The Syrian settlement process would have reached a significant breakthrough if the United States had fulfilled its obligation to separate terrorist groups from the moderate opposition, Russian Foreign Minister Sergei Lavrov said Friday.
Lavrov recalled that in September 2016, Russia and the United States coordinated a peace plan to address the Syrian conflict, which was "a real breakthrough" and helped provide coordination between Russian Aerospace Forces and the US-led coalition in Syria.
"The only condition outlined in this agreement was the US obligation to separate the opposition, which they support, from terrorists... They failed to fulfill this condition. If they finally kept their promise, I think that we would see a rather advanced political process on Syrian settlement and talks on the constitution would be underway, and there would be preparations for the election," Lavrov said at a forum.
According to the minister, there are doubts that unlike then-US State Secretary John Kerry, there were other people in the US administration who did not want to separate terrorists from the opposition.

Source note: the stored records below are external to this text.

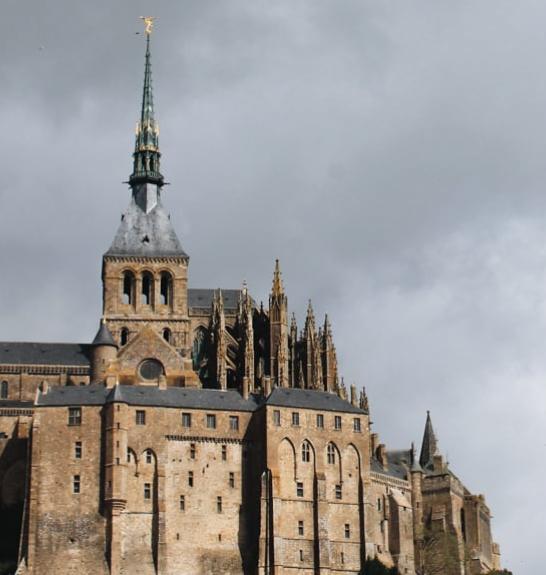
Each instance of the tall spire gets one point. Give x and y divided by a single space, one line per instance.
146 156
429 447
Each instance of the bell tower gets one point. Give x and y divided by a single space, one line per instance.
145 270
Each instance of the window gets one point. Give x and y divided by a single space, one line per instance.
128 288
146 291
124 336
305 452
165 290
74 416
331 454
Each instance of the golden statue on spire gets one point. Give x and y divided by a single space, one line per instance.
148 24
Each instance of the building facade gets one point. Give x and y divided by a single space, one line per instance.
200 433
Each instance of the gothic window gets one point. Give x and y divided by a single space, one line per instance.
147 288
166 288
331 454
305 452
128 288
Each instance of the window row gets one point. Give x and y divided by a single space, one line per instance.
357 426
147 288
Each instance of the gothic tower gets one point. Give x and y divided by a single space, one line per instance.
145 270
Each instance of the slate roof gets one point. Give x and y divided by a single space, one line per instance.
146 234
310 399
202 298
33 353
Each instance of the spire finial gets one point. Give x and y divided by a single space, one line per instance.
146 156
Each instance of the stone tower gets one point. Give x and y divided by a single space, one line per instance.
145 270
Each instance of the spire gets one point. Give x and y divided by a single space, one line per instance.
146 156
429 447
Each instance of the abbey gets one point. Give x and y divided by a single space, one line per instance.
200 433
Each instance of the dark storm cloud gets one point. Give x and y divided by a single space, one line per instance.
391 154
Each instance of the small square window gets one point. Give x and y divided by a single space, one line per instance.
74 416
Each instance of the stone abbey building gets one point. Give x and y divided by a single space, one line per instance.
200 433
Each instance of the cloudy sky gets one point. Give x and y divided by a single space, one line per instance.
391 154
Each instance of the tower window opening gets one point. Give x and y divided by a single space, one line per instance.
146 291
127 295
165 291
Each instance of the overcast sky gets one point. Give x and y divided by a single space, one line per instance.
391 154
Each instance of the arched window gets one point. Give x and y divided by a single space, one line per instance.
305 452
128 288
166 288
331 454
147 287
124 336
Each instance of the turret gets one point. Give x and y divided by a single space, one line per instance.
103 351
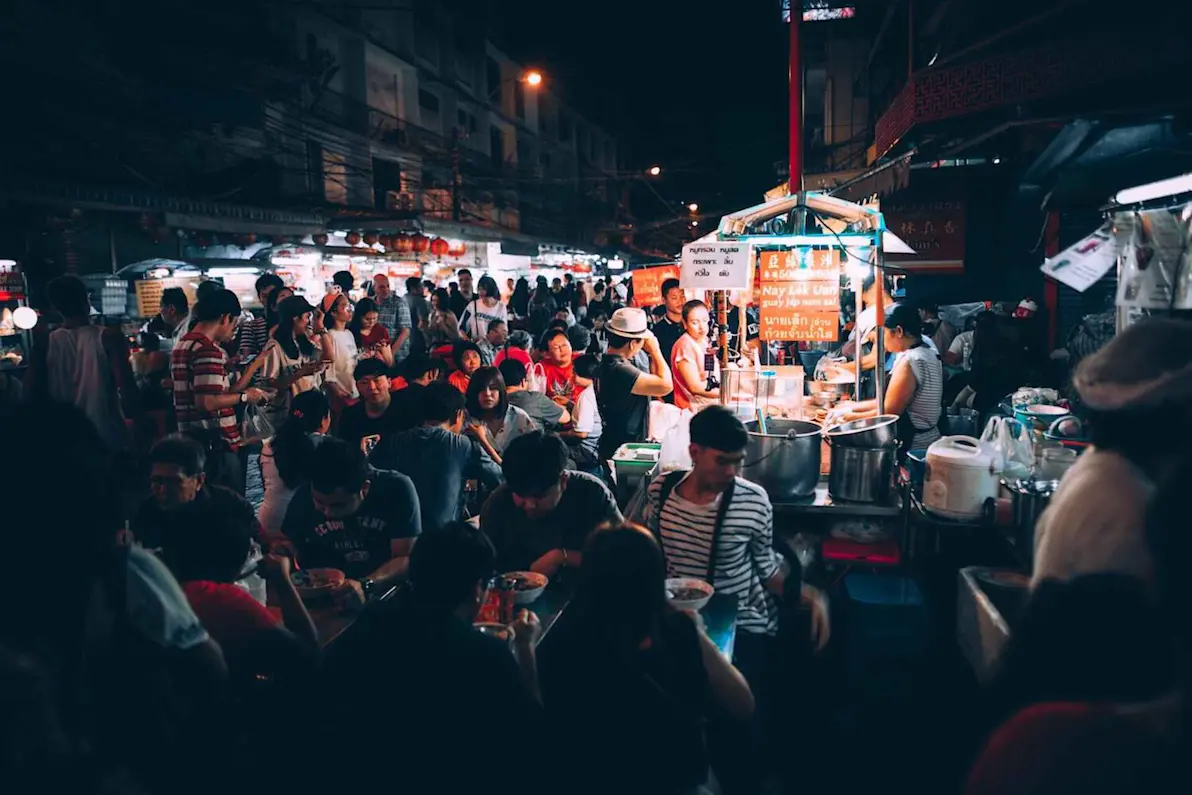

On September 9, 2016, Lavrov and Kerry unveiled a peace plan to address the conflict. The agreement called for a ceasefire, unimpeded delivery of humanitarian aid and stipulated that only designated terror groups would be targeted in military strikes.
The ceasefire deal was later shattered by numerous violations, which resulted in intensified fighting between the Syrian government and militants. The Syrian government later announced an end to the ceasefire regime, while Russia said that the United States failed to fulfill its obligation to separate terrorist groups from the moderate opposition.
After the failed Russia-US deal, Moscow agreed on a Syrian ceasefire with Turkey and Iran. The agreement is still valid and generally holding. However, with US President Donald Trump in office, Washington and Moscow agreed on the creation of safe zones in Syria after the US president's meeting with Russian President Vladimir Putin on the sidelines on the G20 summit in Hamburg.